Traditionally, the focus of Davos has been with heads of state, but this year, an unprecedented number of company delegates attended the forum. Significantly, the technology sector was particularly well represented. The advent of the digital age has prompted fundamental changes in the way we live, work, and communicate with one another. In this climate, companies in the technology sector have taken on a particularly important role: they are the leaders of a movement being dubbed as ‘the fourth industrial revolution’.

Technological developments pose an exciting but difficult challenge for many of our clients. According to the Geared for Growth Report, which looks into the ambitions of businesses, two thirds of SMEs expect business growth in the year ahead, and of these, 80% believe that technology plays an essential part in these plans for growth. Furthermore, the report found that the top 10% most ambitious companies were twice as likely to recognise the role technology has to play in bringing about growth.

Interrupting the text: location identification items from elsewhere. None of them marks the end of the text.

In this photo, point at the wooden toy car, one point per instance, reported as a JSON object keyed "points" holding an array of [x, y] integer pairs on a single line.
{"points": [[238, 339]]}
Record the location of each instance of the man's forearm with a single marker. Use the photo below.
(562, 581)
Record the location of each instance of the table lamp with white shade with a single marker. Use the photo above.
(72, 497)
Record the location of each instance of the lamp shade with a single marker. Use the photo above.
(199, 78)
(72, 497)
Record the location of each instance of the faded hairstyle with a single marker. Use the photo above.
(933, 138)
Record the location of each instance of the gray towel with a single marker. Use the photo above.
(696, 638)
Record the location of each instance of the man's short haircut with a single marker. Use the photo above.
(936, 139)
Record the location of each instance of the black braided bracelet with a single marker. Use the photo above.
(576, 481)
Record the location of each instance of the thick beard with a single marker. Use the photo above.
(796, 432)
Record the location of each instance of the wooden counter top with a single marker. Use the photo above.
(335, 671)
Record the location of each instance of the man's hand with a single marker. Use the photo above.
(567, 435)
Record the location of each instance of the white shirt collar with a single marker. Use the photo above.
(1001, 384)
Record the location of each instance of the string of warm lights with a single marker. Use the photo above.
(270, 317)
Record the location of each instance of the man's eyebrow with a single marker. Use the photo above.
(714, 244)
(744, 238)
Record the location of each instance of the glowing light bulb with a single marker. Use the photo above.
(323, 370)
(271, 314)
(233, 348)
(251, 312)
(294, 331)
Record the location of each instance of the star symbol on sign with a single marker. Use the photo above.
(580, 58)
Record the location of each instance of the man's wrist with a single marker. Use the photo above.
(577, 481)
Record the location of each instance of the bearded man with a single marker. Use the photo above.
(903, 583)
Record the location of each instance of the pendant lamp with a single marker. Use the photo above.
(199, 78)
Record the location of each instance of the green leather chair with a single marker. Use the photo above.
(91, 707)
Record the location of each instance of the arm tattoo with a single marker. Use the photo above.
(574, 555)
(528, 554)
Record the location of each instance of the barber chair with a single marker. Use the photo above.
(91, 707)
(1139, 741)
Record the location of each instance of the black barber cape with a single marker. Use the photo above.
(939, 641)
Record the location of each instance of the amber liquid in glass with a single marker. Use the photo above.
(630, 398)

However, these new technologies are often expensive and can be a significant investment for smaller companies. In a world where a couple of months stand between 'cutting-edge' and 'obsolete', it takes a very nimble company to change with technology, and many SMEs have decided that investing in new technologies just isn’t worth the risk. Astonishingly, the report also reveals that two thirds of SMEs are still offline, which, it is estimated, could be costing them a combined £18.8bn a year.

The challenges posed by the ‘fourth industrial revolution’ are very real and felt all over the world, but their ubiquity can be seen as a blessing in disguise. When companies are all facing the same difficulties, they are able to unite and face them together.